Ein Wort, dessen Etymologie umstritten ist, dessen Bedeutung aber nach antiken Quellen etwas im weitesten Sinn Unheilabwehrendes ist und sowohl prophylaktisch, also vorbeugend, als auch apotropäisch, d. h. zauberabweisend angewandt wurde. Rätsch definiert A.e als „Objekte, denen eine unsichtbare, physikalisch nicht nachweisbare (Zauber-)Kraft innewohnt, die dem Besitzer in gewünschter Weise hilft“ (Rätsch, 21). Eine andere Definition bezeichnet ein A. als einen „Gegenstand aus anorganischem oder organischem Material […], der sichtbar oder unsichtbar, in der Regel aber in Körpernähe bewahrt wird, dem jeweiligen Träger Unglück jeder Art fernhalten und ihm zugleich Kraft und Glück verleihen soll“ (Hoops).

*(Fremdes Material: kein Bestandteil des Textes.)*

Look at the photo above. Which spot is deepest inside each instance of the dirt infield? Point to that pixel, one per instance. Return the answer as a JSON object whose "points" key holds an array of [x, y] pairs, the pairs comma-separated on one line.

Die Bedeutung des Begriffs A. war ursprünglich nicht auf etwas Umzuhängendes beschränkt. Man musste sich in der Antike vor bösen Dämonen schützen, die man sich selbst oder durch den Zorn der Götter eingehandelt hatte, oder auch gegen die ständig auflauernden Kobolde, und man tat dies in akuten Situationen in ganz verschiedener Weise, etwa durch Anrufen der Götter, durch Gebärden oder Spucken oder durch Scheltworte. Langfristig benötigte man allerdings andere, gegenständliche Mittel, wie z.B. anstelle der Götteranrufung Bilder von Göttern, oder abschreckende Figuren, die man Kobolden entgegenstellte. Man trug diese schützenden Dinge ständig bei sich, manchmal auch versteckt. Häufig wurden sie in Schmuck eingearbeitet. Die heute übliche Form, ein A. zu tragen, das Umhängen, gehörte auch damals schon zum Repertoire der Anwendungen. Eine umgebundene tote Spitzmaus sollte etwa vor dem Biss ihrer Kolleginnen bewahren.

Selbst Tiere versah man mit einem A., so z.B. das in der Antike wertvollste Tier, das Pferd, mit Dingen, die man an seinem Gebiss anmontierte.
Wohnungen und Stallungen, auch öffentliche Gebäude, mussten ebenfalls mit A.en geschützt werden. So befanden sich über dem Tor von Alatri drei Phalloi, um Schutz gegen schreckliche Mächte zu gewähren.
Schließlich nahm man seine Schutzmittel, die einem im Leben hilfreich waren, dann mit in sein Grab, wie man den Funden aus antiken Grabstätten entnehmen kann. Es wurden hier aber nicht nur die verstorbenen Personen, sondern auch ihre Behausungen mit A.en reich bestückt. Masken und Tierköpfe auf römischen Sarkophagen weisen später ebenfalls auf diesen Zweck hin.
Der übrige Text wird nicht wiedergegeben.